Das sind die Termine
Am 14. September 2024 beginnt die diesjährige Konzertsaison mit Musik von Carl Nielsen, Jean Français und Ludwig van Beethoven (Septett Es-Dur op. 20), gespielt von Sebastian Manz (Klarinette), Dag Jensen (Fagott), Felix Klieser (Horn), Franziska Hölscher (Violine), Wen Xiao Zheng (Viola), Andrei Ionita (Violoncello) und Dominik Wagner (Kontrabass).
Am 20. Oktober 2024 ist Alexander Lonquich am Klavier zu Gast. Er wird die letzten drei Sonaten von Franz Schubert spielen (Sonatec-Moll, D958; Sonate A-Dur, D 959 und Sonate B-Dur, D960). Ein Programm, wie es nicht oft zu hören sei, versichert Bockelmann.
Am 23. November 2024 bieten das Amatis-Trio und Rezitator Thomas Quasthoff unter dem Titel „Die Menschheit im Krieg“ eine Lesung aus Feldpostbriefen und Tagebüchern aus dem Ersten Weltkrieg, die mit zeitgenössischer Musik von Kreisler, Webern, Schubert, Korngold, Schumann und Schostakowitsch begleitet wird.

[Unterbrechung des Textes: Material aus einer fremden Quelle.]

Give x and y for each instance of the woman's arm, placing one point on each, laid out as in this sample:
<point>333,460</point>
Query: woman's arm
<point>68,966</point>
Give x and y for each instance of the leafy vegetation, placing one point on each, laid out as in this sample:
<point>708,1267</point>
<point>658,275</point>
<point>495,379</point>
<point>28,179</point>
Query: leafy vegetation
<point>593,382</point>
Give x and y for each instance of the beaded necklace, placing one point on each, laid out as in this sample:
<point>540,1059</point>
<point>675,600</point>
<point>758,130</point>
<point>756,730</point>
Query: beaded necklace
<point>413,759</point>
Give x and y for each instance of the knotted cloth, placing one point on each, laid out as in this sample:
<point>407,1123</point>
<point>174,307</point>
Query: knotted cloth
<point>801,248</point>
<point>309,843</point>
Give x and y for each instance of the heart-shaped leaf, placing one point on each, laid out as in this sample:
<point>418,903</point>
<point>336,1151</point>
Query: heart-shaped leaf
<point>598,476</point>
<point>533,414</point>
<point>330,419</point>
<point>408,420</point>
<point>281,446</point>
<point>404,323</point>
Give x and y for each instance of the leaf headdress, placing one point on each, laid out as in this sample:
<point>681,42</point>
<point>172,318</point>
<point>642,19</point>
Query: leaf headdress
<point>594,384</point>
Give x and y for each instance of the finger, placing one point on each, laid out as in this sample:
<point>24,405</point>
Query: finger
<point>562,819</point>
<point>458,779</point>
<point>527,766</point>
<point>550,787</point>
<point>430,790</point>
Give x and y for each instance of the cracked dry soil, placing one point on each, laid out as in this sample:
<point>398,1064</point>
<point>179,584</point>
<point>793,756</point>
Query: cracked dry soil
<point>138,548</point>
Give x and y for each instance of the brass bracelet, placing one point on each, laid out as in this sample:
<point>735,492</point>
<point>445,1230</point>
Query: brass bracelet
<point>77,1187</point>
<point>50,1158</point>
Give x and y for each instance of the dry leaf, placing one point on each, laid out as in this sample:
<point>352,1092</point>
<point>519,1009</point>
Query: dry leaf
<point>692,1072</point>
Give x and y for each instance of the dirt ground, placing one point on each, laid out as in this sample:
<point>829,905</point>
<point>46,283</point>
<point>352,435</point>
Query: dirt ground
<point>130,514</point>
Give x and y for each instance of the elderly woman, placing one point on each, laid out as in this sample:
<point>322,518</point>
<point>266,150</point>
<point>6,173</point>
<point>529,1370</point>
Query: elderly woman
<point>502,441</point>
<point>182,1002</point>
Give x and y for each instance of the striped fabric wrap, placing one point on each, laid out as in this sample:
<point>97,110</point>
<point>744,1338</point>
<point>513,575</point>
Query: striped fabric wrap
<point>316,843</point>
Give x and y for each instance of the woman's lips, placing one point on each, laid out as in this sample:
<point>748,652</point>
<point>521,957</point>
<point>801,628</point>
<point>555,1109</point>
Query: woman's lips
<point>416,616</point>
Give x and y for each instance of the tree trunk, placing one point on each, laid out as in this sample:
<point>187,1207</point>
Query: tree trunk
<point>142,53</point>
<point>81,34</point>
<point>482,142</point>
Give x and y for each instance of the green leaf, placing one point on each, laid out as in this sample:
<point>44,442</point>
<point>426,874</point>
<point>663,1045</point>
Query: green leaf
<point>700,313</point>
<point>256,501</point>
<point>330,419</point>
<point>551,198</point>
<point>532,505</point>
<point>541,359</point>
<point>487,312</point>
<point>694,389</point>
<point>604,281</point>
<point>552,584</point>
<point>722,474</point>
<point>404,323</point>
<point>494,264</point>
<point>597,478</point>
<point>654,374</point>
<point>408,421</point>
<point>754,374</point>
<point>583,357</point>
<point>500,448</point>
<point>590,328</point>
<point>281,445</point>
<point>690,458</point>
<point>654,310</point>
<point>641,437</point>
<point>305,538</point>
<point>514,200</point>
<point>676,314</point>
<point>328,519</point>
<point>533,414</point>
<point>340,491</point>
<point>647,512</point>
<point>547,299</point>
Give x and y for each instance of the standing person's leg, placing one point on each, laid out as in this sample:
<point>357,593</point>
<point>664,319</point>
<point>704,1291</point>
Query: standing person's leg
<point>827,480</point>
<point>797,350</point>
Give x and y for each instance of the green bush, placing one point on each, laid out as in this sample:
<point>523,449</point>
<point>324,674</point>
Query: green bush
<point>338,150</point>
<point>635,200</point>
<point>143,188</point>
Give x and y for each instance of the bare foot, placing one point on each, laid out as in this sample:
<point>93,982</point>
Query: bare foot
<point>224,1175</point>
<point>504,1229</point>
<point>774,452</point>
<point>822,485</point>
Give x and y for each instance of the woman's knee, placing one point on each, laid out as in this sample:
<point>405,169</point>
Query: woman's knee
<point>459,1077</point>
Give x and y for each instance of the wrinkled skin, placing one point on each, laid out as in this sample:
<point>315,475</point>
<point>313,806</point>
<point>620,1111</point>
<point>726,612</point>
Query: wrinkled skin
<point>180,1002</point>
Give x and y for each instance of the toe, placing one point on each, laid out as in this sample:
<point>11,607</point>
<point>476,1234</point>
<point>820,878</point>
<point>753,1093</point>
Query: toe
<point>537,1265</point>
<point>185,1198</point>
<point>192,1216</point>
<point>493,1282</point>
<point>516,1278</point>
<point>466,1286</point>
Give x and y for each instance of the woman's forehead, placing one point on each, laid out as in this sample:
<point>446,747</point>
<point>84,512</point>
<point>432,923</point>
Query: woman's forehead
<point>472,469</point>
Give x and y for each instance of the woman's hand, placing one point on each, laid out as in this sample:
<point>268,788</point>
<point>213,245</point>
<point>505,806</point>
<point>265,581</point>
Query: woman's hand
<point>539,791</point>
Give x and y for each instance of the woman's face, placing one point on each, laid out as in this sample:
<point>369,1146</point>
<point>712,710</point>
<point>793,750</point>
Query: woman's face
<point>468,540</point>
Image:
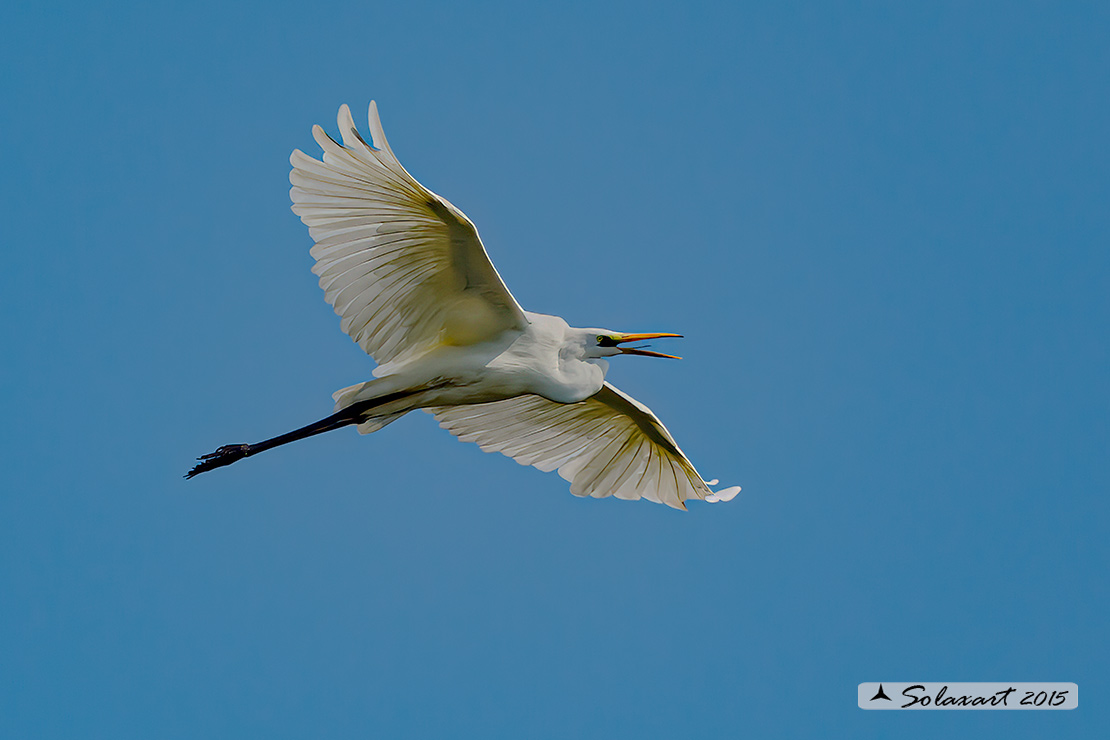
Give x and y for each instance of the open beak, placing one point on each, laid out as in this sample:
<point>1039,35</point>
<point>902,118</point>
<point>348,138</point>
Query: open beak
<point>646,353</point>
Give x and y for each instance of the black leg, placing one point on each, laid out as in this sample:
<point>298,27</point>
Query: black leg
<point>352,414</point>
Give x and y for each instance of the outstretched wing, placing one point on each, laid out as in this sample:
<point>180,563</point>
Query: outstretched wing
<point>403,267</point>
<point>606,445</point>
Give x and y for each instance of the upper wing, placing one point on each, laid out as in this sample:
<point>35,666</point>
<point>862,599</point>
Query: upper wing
<point>606,445</point>
<point>403,267</point>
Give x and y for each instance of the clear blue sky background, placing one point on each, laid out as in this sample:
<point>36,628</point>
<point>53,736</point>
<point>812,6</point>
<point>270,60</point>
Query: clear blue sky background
<point>884,231</point>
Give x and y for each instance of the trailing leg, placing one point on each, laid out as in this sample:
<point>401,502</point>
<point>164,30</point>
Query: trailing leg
<point>352,414</point>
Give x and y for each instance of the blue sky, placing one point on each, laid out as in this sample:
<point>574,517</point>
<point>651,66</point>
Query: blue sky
<point>881,229</point>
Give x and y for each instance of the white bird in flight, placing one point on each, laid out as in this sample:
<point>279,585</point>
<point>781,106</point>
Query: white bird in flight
<point>406,272</point>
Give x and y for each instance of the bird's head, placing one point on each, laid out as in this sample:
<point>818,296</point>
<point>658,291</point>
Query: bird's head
<point>604,343</point>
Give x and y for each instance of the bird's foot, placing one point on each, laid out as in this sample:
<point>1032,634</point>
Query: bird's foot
<point>225,455</point>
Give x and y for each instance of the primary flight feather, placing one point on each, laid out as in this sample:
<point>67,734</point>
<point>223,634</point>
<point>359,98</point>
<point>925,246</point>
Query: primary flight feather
<point>414,287</point>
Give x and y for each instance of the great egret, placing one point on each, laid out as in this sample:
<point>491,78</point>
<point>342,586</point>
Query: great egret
<point>406,272</point>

Am 11. Dezember 2024 ist das Barockorchester Zefiro im „Weihnachtskonzert“ mit den Orchestersuiten Nr.1 bis 4 (BWV 1066, 1067, 1068 und 1069) von Johann Sebastian Bach zu hören.
Am 19. Januar 2025 gibt es eine Abweichung vom Programm, das im gedruckten Flyer verzeichnet ist. Statt Philharmonix wird das Fauré-Quartett auftreten und Klavierquartette von Gustav Mahler und Gabriel Fauré aufführen.
Am 15. Februar 2025 ist dann Anastasia Kobekina (Violoncello) zu Gast und wird Werke von Fauré, Vivaldi, Strozzi, Paganini und Silvestrov aufführen.
Am 22. März 2025 spielen das Carteto Quiroga aus Spanien und das Doric-Quartet, das bereits mehrfach in Leer zu Gast war. Zu hören ist Musik von Joseph Haydn (Streichquartett C-Dur op. 74/1), Johannes Brahms (Streichsextett Nr. 2 G-Dur op. 36) und Felix Mendelssohn-Bartholdy (Oktett Es-Dur op. 20).
Am 26. April 2025 endet die Saison mit einem Auftritt von Anneleen Lenaerts (Harfe) und Christiane Karg (Sopran) mit Werken von Claude Debussy, Ottorino Respighi und Richard Strauss.
Alle Konzerte beginnen um 19.30 Uhr im Theater an der Blinke in Leer.